Report doesn't rule out 'rogue' police officers' role in murder of solicitor
A damning report on the loyalist murder of solicitor Rosemary Nelson has found the state of Northern Ireland failed to protect her, while police officers abused and assaulted the lawyer.
The public inquiry could find no direct security force role in the murder of the 40-year-old mother of three killed in a car bombing in 1999, but said it could not rule out that "rogue" elements may have assisted the killers.
It said it believed the leaking of police intelligence "increased the danger to Rosemary Nelson's life", while threats made against the solicitor by officers "had the subsequent effect of legitimising her as a target in the eyes of loyalist terrorists".
Northern Ireland Secretary Owen Paterson apologised for the failings, as did PSNI Chief Constable Matt Baggott.
The 700-word document was the end product of an inquiry that cost £46.5m (€53m).
It catalogued failures by the RUC and the Northern Ireland Office (NIO) which resulted in a failure to warn Mrs Nelson of the danger she faced or to offer her adequate protection.
The inquiry concluded: "The combined effect of these omissions by the RUC and the NIO was that the state failed to take responsible and proportionate steps to safeguard the life of Rosemary Nelson."

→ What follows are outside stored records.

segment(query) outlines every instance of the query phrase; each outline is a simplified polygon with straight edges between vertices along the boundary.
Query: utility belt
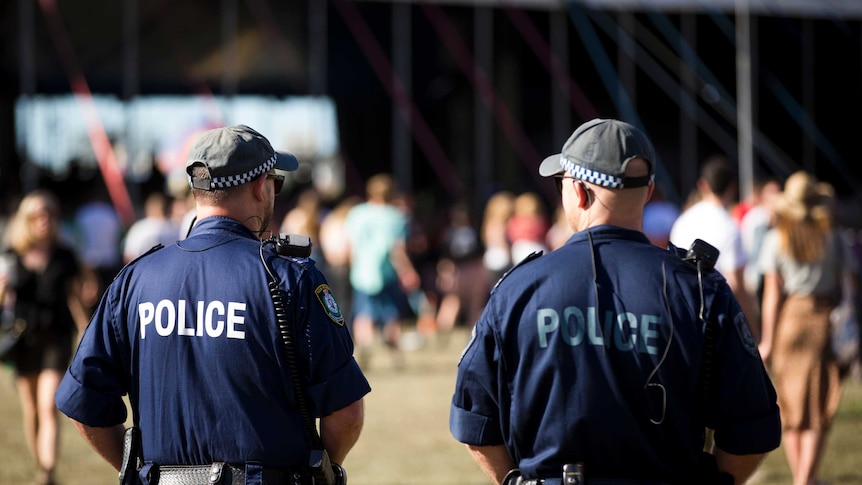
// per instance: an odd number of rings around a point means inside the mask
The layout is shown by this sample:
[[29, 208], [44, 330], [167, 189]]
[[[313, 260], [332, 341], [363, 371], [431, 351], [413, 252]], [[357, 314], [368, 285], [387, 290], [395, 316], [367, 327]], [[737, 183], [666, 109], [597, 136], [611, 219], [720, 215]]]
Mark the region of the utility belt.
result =
[[[504, 482], [506, 483], [506, 482]], [[523, 478], [516, 477], [508, 482], [511, 485], [570, 485], [562, 478]], [[614, 478], [581, 478], [577, 485], [665, 485], [661, 482], [645, 482], [643, 480], [622, 480]]]
[[580, 463], [563, 465], [560, 478], [524, 478], [519, 469], [509, 471], [503, 485], [666, 485], [650, 480], [628, 480], [617, 478], [587, 478]]
[[311, 475], [291, 468], [232, 465], [144, 465], [149, 485], [311, 485]]

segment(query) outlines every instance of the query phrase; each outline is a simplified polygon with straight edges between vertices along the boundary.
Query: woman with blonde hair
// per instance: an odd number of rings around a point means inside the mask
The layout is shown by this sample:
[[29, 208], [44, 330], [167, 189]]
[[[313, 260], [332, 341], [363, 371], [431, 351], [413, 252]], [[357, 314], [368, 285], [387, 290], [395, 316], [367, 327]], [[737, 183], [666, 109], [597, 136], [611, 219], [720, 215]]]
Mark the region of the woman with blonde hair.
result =
[[832, 226], [831, 187], [796, 172], [774, 202], [775, 226], [759, 264], [764, 274], [760, 355], [771, 368], [794, 485], [812, 485], [841, 379], [829, 315], [856, 262]]
[[6, 231], [9, 250], [0, 275], [0, 301], [14, 308], [26, 331], [10, 361], [21, 400], [24, 433], [37, 483], [54, 483], [59, 420], [54, 392], [72, 357], [76, 330], [87, 324], [83, 271], [60, 243], [60, 208], [49, 192], [25, 196]]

Mrs Nelson rose to prominence after taking on a number of high-profile clients.
They included suspected republican terrorists as well as the family of a Catholic man murdered by a loyalist mob, plus a nationalist residents' group opposing Orange Order parades in the infamous Drumcree stand-off.
By the mid-1990s she had started to allege security force intimidation and reported receiving death threats from loyalists.
International human rights groups and the UN were among those who raised concerns for Mrs Nelson's safety.
The report did not believe there was anything suspicious about security force activity near Mrs Nelson's Lurgan home on the eve of her murder.